八王子駅に着いた時、僕たちは絶望していた。サマーランド行のバス停にはプールバックを持った人たちで長蛇の列が出来ていた。9月も終わりだと言うのに、まだこんなにもプールで遊びたい人間がいるのか。(僕たちも人のこと言えないけど)

「バス停混んでるね、次も乗れそうにないよ。」
「やめるか?タクシーならあそこにいっぱい止まってるな。」

ナリが指差した先には、空車のタクシーで溢れ返っていた。サマーランドのバスに乗れない人たちを捕まえようとしてるのだろう。

「タクシーで行くか。」

大人になった僕たちはバスの長蛇の列に並ばなくても、タクシーで行く選択肢を選ぶことが出来るようになった。3人で割れば払えない額ではないはずだ。

すぐに近くのタクシーに声をかけて乗せてもらう。ハルが「サマーランドまでいくらですか?」と聞くと、運転手のおじさんは「4900円ですね。」と妙に正確な数字を言ってくる。咄嗟に頭で3人で割った金額を計算してしまう。ひとり1600円くらい。バスで行くより割高だが、しょうがないかと3人で顔を見合わせた。タクシーは発進する。

運転手のおじさんはさっきもサマーランドへ客を送ったと意気揚々と話した。今年の夏はサマーランドの送迎で荒稼ぎをしているのだろう。「着くまでアメでも舐めて待っていて下さい。」とおじさんからアメを手渡された。僕はすぐに口に放り込んだけど、ナリは怪訝そうな顔でアメに何か入ってないか確認してそのままポケットに入れた。

おじさんを疑うなよ。

30分ほどでサマーランドへ着いた。料金はピッタリ4900円だった。僕たちは運転手にお金を支払い、いざサマーランドへ足を踏み入れる。僕は来るのは始めてだった。ピチピチのギャルがいるのかなと期待したけど、実際は子供連れが多く、成人男性3人の僕たちは若干浮いていた。

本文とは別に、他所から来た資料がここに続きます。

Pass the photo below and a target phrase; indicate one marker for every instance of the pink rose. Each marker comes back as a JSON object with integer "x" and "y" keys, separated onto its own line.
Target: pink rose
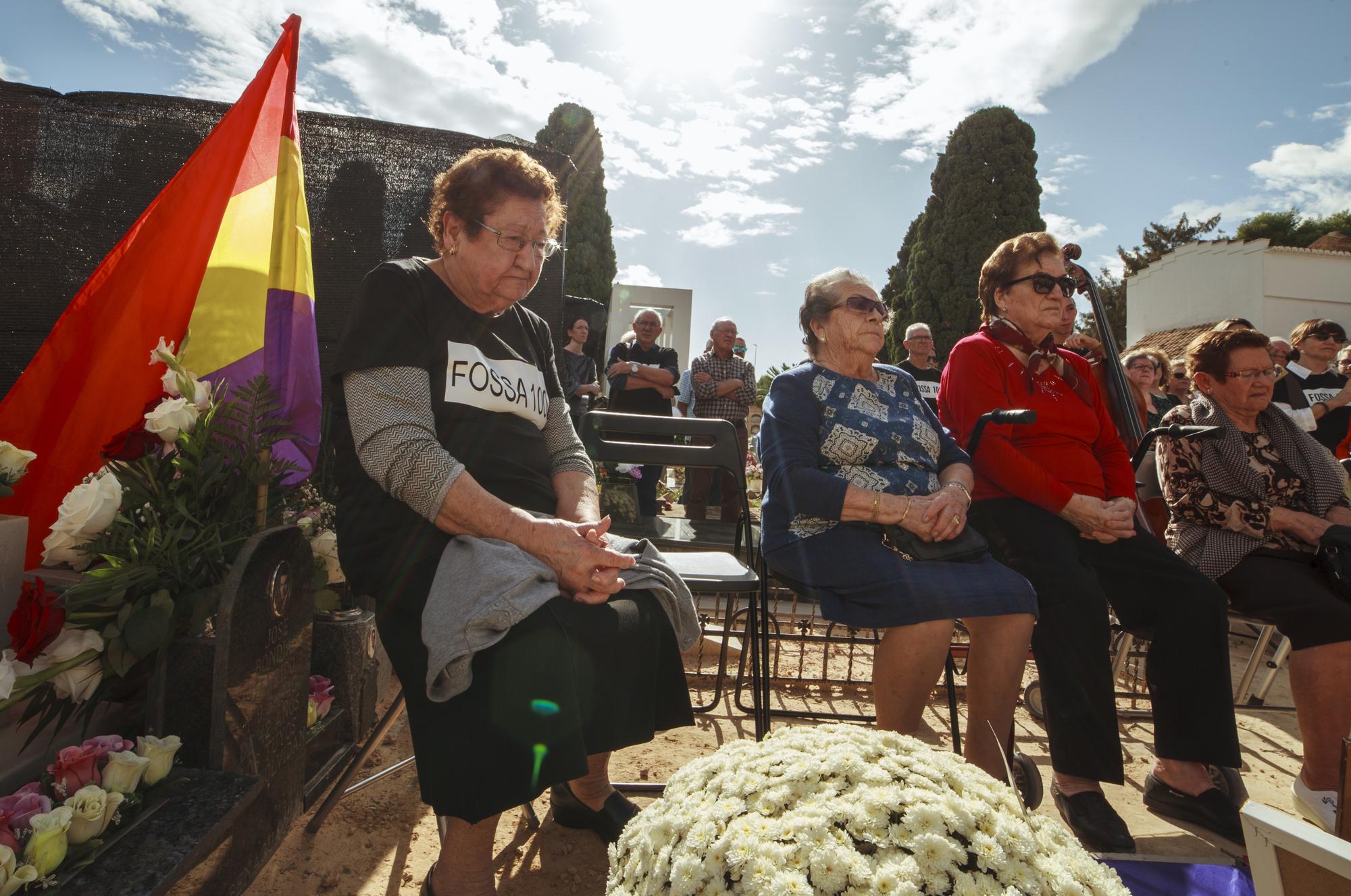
{"x": 106, "y": 744}
{"x": 24, "y": 806}
{"x": 75, "y": 767}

そんなことは気にせず、早速ウォータースライダーの列に子供に混じって並んだ。並んでいる最中に前の女の子が身長を測られていた。120㎝以下は乗れないみたいだ。不安そうな顔をして身長を測られている女の子はスタッフの「乗れるよ」の一言に顔が明るくなった。腕には「120㎝の壁をクリアした者」として腕章を付けられていた。心の中で「良かったね」と思いつつ、身長も測られもしない僕はウォータースライダーにビビッていた。

いざスタート地点に立つと斜面が急だった。スタッフのお姉さんに「どうぞ。」と合図され恐る恐る滑り出す。トンネルが暗くて下が見えない。「怖い!!!」と叫びそうになったが、そんな暇もなく水に落ちていた。先に滑り終えていたハルとナリに「どうだった?」と聞かれて、僕は舐められないように「大したことないね。」と思いっきり嘘をついた。

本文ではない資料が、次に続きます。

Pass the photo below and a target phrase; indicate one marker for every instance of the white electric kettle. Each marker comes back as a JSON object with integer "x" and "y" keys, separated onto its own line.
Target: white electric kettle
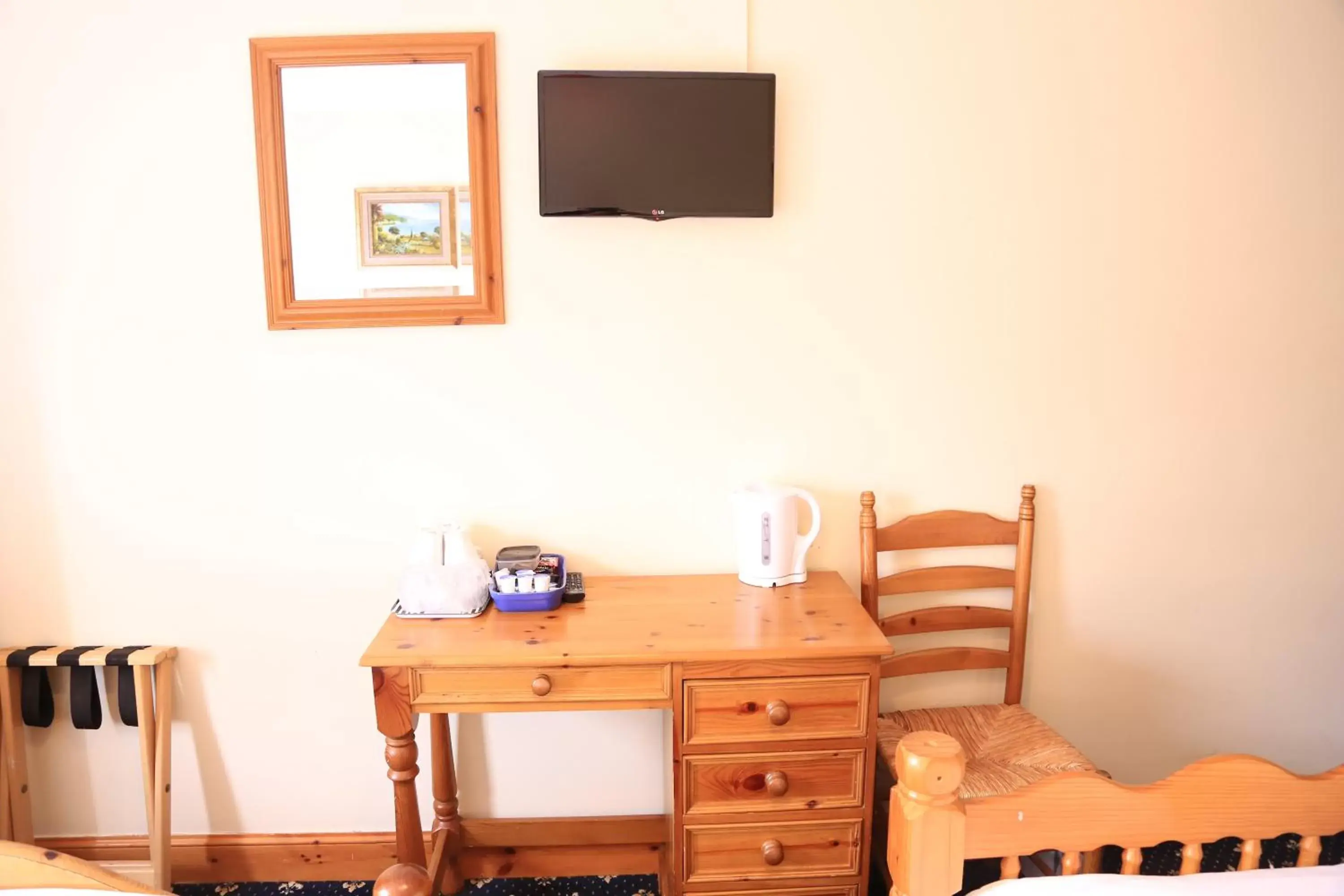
{"x": 771, "y": 551}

その後も流れるプールで遊んだり、アスレチックで遊んだり、子供みたいに楽しんだ。空は曇っていたけれど、プールに入ってしまえば寒くない。散々遊び疲れて、気付いたら温浴プールで休憩していた。

「もう俺は十分楽しんだかな。」
「俺ももういいかも。」
「そろそろ帰る?」

高校生の頃だったら1日中遊べていたはずなのに、大人になったらお昼頃でもう帰りたくなる。温浴プールで3人でボーっとしていると、ナリは唐突にある告白をした。

「子供出来たわ。3月生まれる。」

「え?マジ?」僕とハルは急な発表に驚く。1年前もこの男はプールで「結婚する」って言い出したっけ。人生の節目の発表はプールで言うって決めているのかコイツは。

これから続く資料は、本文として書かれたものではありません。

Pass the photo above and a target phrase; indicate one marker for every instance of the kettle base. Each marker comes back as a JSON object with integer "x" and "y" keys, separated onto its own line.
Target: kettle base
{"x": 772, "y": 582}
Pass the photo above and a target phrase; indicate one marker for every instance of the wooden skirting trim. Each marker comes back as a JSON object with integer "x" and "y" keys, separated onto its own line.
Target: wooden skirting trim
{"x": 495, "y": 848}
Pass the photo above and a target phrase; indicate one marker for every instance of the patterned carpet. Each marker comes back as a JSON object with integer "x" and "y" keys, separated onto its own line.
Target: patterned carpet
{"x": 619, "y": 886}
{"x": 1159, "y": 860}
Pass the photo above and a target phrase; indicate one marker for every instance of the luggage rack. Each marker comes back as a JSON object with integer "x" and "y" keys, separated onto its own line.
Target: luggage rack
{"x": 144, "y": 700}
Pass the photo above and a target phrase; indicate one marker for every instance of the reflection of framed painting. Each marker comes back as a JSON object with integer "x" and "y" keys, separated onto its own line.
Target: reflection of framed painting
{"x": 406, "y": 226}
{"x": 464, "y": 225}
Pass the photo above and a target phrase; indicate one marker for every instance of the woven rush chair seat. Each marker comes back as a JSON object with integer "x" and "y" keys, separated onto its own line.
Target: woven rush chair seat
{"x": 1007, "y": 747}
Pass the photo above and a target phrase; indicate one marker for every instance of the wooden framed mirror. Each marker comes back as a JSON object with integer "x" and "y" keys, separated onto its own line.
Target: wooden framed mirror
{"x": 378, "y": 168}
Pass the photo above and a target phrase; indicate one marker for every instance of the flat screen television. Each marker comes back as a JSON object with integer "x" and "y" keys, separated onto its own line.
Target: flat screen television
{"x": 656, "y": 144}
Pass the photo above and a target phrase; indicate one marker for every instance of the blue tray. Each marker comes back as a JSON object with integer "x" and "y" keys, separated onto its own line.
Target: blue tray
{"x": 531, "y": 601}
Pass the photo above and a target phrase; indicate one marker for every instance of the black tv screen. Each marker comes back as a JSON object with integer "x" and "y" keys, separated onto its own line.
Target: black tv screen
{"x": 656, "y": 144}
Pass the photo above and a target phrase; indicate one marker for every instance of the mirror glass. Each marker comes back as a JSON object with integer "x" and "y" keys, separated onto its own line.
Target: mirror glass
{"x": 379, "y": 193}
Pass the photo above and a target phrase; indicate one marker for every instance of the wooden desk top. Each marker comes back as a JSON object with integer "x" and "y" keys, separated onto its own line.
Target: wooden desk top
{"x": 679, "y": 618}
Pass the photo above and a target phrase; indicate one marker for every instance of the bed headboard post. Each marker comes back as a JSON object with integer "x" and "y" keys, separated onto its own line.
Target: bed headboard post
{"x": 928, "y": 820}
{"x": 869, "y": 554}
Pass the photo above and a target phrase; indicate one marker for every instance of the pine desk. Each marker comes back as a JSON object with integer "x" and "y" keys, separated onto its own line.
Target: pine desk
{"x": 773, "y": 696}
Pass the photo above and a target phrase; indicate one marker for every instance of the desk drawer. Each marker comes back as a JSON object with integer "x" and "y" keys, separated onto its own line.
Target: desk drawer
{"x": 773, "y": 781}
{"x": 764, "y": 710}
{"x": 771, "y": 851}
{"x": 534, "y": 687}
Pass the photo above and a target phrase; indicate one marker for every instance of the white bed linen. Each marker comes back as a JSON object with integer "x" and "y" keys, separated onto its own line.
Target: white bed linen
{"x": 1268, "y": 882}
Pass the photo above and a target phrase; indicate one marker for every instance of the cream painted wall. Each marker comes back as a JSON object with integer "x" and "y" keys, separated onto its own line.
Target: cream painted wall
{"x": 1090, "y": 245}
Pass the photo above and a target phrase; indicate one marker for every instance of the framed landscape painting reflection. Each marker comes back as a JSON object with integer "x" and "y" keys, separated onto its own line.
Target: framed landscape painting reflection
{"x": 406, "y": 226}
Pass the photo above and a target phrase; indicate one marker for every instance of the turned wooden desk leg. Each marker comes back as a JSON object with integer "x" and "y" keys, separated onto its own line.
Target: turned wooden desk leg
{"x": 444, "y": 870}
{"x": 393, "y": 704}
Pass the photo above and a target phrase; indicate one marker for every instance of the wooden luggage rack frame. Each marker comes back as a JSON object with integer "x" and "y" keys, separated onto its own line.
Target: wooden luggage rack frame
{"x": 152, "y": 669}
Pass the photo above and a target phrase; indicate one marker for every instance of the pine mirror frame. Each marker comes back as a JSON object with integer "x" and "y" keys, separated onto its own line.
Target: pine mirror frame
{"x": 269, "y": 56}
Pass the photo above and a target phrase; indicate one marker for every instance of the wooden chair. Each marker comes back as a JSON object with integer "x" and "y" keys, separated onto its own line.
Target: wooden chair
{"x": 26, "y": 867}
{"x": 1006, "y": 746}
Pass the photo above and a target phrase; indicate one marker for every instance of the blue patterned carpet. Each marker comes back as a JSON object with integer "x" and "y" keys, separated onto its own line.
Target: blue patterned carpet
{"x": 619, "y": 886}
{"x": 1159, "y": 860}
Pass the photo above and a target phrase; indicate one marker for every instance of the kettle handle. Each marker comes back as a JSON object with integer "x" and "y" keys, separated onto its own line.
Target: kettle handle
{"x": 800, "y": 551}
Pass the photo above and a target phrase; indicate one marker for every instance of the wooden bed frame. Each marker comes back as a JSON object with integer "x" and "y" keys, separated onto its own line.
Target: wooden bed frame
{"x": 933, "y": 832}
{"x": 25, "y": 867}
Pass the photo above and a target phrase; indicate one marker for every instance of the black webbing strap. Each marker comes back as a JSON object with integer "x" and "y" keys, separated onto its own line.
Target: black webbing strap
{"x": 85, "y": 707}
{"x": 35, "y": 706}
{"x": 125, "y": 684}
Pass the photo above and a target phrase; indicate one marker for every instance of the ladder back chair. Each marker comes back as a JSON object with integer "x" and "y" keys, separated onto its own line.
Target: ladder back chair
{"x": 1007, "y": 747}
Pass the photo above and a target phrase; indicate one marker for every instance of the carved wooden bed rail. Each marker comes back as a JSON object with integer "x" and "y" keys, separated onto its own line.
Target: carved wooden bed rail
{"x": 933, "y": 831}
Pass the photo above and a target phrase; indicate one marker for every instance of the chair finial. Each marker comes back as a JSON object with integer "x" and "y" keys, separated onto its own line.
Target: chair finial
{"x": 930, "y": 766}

僕が「子供の性別は?」と聞くと、ナリは今度健診があってその時に分かると教えてくれた。ナリは「女の子がいいな」と呟く。僕も「女の子の方が手がかかりにくそうだよね。」と同意する。ナリは一応男でも女でも名前はもう決めてあるみたいだが、それは教えてくれなかった。3月までのお楽しみだそうだ。

高校の同級生が父親になるのか。ナリがお父さんになるなんて考えられない。マックのソフトクリームを変顔しながら食べていたのに。もうそんな年齢に僕たちは立っているんだな。

「もう気軽に遊べなくなるね。」
僕がそう言うと、ナリはいつものふざけた調子でこう答える。
「いや、大丈夫。子供連れていくわ。今度は俺の子供も一緒にプールに行こう。」

来年は赤ちゃんすぎて一緒に行くのは難しいかもしれないが、いつかナリの子供を連れてプールに行く日も来るのかもしれない。その日が待ち遠しくなる。

3月にはナリの家に赤ちゃんを見に行く約束をした。僕は今から赤ちゃんを笑わすために「いないいないばあ」の練習をしておこうと思う。君のお父さんを変顔で笑わすのは得意なんだ。